This example shows how to obtain the nondecimated (stationary) wavelet transform of a noisy frequency-modulated signal.

Load the noisy Doppler signal and obtain the stationary wavelet transform down to level 4.

load noisdopp;
swc = swt(noisdopp,4,'sym8');

Plot the original signal and the level 1 and 3 wavelet coefficients. Plot the level 4 approximation.

subplot(411)
plot(noisdopp);
subplot(412);
plot(swc(1,:)); ylabel('D1');
set(gca,'ytick',[]);
subplot(413)
plot(swc(3,:)); ylabel('D3');
set(gca,'ytick',[]);
subplot(414);
plot(swc(5,:)); ylabel('A4');
set(gca,'ytick',[]);

The wavelet and approximation coefficients at each level are equal in length to the input signal. The additive noise is almost entirely localized in the level one detail coefficients. The level 3 details coefficients captures the high-frequency oscillations at the beginning of the Doppler signal. The level 4 approximation coefficients are a lowpass approximation to the Doppler signal.

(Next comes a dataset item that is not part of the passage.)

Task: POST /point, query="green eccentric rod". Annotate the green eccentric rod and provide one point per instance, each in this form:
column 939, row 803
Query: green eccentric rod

Obtain the 2-D nondecimated wavelet transform of an image. Use the Daubechies least asymmetric wavelet, sym4, and obtain the multiresolution analysis down to level 3. Load the image. Use wcodemat to scale the matrix for display.

load tartan;
nbcol = size(map,1);
cod_X = wcodemat(X,nbcol);

Obtain the nondecimated multiresolution analysis down to level 3.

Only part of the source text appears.